Transport Welfare Benefits in the Presence of an Income Effect
J Laird, ITS, University of Leeds, UK
A key application of discrete choice models within the transportation field is the calculation of welfare changes as a result of a policy intervention. Discrete choice models assist this process in two ways: firstly in the development of demand forecasts and secondly through the derivation of marginal values for policy variables of interest (e.g. the value of travel time savings). This paper focuses on the latter application and the circumstances in which the marginal values derived from the models can lead to a serious bias in the welfare benefit estimate of a transport intervention.
Economic appraisal procedures utilise the Marshallian measure of consumer surplus to calculate the economic surplus of a transport intervention.
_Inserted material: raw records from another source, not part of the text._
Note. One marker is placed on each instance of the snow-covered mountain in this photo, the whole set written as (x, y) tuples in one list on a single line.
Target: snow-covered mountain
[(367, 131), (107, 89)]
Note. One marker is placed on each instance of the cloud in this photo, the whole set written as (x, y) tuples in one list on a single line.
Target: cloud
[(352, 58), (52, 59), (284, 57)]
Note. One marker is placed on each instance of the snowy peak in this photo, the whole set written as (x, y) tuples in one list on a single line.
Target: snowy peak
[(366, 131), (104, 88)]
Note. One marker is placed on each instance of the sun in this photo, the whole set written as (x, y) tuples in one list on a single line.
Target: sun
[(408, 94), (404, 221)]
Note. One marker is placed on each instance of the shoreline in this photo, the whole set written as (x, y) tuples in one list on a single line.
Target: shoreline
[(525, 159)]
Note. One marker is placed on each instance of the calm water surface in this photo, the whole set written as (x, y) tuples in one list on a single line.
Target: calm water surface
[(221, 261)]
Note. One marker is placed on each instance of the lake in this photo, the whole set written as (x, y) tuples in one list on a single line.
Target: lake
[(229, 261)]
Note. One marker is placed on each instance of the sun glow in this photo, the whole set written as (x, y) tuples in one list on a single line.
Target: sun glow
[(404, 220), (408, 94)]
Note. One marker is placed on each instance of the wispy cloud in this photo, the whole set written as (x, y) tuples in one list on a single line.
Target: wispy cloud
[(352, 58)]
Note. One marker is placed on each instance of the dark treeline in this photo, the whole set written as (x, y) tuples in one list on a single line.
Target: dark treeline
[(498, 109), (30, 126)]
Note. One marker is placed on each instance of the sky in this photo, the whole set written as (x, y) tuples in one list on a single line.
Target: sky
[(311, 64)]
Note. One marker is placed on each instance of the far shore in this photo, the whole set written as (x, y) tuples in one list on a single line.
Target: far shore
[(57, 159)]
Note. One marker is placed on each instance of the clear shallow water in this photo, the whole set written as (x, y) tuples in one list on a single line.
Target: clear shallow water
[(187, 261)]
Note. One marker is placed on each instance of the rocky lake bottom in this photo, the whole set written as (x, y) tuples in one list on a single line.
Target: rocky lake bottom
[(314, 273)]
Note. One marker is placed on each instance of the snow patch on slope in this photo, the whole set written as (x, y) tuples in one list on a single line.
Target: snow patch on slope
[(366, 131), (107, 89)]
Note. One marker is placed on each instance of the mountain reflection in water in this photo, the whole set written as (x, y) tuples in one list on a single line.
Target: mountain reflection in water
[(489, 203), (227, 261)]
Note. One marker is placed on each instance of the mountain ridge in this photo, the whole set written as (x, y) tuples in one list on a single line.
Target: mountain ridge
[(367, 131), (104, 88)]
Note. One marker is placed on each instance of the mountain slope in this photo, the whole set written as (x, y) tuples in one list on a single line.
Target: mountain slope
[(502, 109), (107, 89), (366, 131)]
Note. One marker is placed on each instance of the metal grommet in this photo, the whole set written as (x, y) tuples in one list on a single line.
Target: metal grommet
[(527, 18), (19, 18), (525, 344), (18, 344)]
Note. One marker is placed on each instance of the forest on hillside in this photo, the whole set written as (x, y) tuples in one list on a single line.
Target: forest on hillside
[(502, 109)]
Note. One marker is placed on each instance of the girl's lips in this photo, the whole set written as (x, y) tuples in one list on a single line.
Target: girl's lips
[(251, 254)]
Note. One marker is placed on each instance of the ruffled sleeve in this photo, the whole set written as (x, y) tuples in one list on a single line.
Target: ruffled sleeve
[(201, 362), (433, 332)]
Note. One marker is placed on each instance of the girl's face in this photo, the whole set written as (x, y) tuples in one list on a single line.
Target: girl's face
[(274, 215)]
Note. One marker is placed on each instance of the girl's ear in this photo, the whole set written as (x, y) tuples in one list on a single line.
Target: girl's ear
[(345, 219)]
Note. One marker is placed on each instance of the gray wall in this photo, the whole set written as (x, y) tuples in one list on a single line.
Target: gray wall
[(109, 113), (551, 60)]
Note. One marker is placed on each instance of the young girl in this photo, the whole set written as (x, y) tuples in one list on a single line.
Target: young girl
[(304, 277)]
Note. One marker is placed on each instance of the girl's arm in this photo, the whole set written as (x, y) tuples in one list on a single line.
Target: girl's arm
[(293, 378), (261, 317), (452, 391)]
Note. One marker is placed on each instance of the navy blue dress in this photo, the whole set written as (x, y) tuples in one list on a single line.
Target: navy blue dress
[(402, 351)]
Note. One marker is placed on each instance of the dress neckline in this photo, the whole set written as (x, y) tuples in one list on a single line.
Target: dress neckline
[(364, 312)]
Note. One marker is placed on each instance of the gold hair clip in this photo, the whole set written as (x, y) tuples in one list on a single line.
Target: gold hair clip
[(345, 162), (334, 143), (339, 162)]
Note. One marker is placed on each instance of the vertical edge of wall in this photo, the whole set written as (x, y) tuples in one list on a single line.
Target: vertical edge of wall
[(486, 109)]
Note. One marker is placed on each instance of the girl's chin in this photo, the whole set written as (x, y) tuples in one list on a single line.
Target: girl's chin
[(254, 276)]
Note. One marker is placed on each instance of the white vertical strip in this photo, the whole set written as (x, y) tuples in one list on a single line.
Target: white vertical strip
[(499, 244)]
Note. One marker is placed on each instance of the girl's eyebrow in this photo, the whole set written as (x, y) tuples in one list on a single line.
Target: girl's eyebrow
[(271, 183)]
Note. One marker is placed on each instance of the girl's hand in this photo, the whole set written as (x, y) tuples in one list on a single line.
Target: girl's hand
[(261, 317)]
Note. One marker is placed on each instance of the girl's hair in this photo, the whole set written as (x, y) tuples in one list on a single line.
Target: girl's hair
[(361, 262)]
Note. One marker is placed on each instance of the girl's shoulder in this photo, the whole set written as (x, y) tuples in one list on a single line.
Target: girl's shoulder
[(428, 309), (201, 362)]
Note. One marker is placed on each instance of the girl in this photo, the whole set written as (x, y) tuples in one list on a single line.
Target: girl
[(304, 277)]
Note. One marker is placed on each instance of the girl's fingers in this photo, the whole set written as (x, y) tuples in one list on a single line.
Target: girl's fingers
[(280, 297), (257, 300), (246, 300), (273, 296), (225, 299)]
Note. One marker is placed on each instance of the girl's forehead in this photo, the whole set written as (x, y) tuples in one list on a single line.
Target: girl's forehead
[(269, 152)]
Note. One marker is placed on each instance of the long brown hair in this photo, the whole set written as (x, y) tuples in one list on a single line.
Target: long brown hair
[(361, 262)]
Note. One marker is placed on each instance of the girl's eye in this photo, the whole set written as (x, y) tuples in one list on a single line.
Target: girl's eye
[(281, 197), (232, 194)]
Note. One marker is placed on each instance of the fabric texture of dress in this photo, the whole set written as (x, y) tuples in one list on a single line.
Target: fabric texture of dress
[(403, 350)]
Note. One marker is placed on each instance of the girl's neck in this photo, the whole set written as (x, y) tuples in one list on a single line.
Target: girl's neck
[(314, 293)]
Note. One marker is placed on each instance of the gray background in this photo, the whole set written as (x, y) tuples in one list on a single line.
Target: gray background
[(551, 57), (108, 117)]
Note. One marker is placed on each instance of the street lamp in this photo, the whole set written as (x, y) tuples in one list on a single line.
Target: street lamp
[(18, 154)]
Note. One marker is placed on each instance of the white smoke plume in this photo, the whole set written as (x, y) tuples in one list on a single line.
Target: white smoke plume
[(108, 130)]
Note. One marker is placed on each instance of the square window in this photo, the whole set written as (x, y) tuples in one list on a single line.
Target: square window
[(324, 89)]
This is estimated for an average trip, and then aggregated over all trips made in a year through a series of annualisation factors to give the total welfare benefit in each of the forecast years. Often the true Marshallian consumer surplus is approximated through the use of a linear demand curve in what is known of the ?Rule-of-a-Half?. Aside from the well known limitations to the Rule-of-a-Half, this method only gives a precise estimate of the economic benefit when there are zero income effects. With zero income effects the Marshallian consumer surplus measure is exactly equal to the Hicksian Compensating Variation measure, otherwise it overestimates it (with transport acting as a normal good).
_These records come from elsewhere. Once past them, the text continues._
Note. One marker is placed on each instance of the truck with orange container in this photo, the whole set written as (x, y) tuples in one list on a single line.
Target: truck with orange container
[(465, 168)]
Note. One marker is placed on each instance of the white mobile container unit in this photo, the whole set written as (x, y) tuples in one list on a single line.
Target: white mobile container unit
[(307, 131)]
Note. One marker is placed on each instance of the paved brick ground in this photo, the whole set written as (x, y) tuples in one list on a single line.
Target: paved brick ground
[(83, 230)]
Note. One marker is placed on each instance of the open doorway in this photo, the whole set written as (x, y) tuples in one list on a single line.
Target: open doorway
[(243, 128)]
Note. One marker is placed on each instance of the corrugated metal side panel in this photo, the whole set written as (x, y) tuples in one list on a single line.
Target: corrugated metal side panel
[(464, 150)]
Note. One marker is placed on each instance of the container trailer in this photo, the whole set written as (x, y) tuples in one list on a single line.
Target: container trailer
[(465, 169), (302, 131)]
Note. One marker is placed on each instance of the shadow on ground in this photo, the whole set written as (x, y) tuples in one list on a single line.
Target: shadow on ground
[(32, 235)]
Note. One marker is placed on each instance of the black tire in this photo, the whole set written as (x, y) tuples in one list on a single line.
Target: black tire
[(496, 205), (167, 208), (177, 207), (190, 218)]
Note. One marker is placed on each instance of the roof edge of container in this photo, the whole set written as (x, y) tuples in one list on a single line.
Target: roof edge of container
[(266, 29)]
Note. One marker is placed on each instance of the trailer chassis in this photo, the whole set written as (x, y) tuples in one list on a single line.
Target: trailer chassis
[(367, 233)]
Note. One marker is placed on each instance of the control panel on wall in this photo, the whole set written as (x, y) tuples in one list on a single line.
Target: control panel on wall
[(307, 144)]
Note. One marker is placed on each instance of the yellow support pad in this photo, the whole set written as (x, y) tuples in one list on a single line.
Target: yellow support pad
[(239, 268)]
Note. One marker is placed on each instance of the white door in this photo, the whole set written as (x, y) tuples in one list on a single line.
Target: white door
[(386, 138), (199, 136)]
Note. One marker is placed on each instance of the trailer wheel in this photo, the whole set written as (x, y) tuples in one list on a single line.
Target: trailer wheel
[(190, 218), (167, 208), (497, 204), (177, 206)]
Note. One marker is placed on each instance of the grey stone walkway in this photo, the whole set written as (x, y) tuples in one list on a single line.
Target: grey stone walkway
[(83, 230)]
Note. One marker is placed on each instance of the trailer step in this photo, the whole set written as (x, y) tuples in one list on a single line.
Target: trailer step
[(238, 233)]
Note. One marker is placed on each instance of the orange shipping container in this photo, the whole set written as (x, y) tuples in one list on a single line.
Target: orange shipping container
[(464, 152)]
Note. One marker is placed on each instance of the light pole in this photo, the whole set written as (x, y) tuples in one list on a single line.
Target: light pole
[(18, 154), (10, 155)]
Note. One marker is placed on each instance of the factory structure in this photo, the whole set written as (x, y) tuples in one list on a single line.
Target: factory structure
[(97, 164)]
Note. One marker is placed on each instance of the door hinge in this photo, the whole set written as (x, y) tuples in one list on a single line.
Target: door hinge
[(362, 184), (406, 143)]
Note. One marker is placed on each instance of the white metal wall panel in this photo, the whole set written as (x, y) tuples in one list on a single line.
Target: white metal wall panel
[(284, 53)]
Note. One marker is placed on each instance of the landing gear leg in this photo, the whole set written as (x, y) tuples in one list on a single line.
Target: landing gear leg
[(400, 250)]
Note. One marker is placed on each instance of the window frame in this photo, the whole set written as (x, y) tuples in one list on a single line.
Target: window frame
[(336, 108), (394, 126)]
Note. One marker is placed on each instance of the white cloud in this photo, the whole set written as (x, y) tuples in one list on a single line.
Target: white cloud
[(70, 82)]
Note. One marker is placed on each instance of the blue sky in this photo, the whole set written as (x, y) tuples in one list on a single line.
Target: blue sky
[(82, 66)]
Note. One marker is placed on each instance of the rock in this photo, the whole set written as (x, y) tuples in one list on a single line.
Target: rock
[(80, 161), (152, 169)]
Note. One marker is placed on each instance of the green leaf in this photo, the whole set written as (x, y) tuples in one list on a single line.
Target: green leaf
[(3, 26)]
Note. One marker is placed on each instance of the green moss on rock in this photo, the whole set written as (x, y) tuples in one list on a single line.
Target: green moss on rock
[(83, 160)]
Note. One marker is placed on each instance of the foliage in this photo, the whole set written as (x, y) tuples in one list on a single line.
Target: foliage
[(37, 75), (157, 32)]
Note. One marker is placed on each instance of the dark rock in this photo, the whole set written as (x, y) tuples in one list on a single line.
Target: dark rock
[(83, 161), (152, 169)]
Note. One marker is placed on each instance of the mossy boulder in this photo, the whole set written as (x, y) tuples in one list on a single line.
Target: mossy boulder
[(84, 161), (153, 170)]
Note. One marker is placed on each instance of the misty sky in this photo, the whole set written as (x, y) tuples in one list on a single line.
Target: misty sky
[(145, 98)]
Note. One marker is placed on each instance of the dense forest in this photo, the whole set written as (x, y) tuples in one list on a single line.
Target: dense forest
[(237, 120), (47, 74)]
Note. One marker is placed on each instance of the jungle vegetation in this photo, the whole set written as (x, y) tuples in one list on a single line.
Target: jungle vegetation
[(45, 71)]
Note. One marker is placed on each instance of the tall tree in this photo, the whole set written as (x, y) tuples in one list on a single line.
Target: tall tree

Within a transport appraisal context it is implicitly assumed that income effects are negligible. In many applications this may not be the case as for example a 20 minute time saving on a commuting journey may lead to total levels of benefit that are a significant part of an individual?s disposable income. The more extreme cases of congestion charging and the provision of fixed links to islands as a replacement to ferry services also challenge this assumption. There is however a paucity of evidence as to the size of the income effect necessary to make the use of Marshallian measure indefensible.
This paper aims to start to fill this evidence gap by drawing off research conducted in the Outer Hebrides on the economic value local residents place on fixed links as a replacement to a ferry service. Householders responded to stated preference questions drawn from two designs ? one couched in terms of willingness to pay for an individual trip and another in terms of willingness to pay over the course of the year ? as well as three contingent valuation questions. Estimates of economic welfare derived with methods consistent with industry practice for model estimation and appraisal realise estimates that are approximately double the compensating variation measure. This is a serious bias and arises as a consequence of the Marshallian measure giving an estimate of economic welfare that is more than 25% of household income. The implications for modelling and appraisal practice are discussed before future research directions are identified.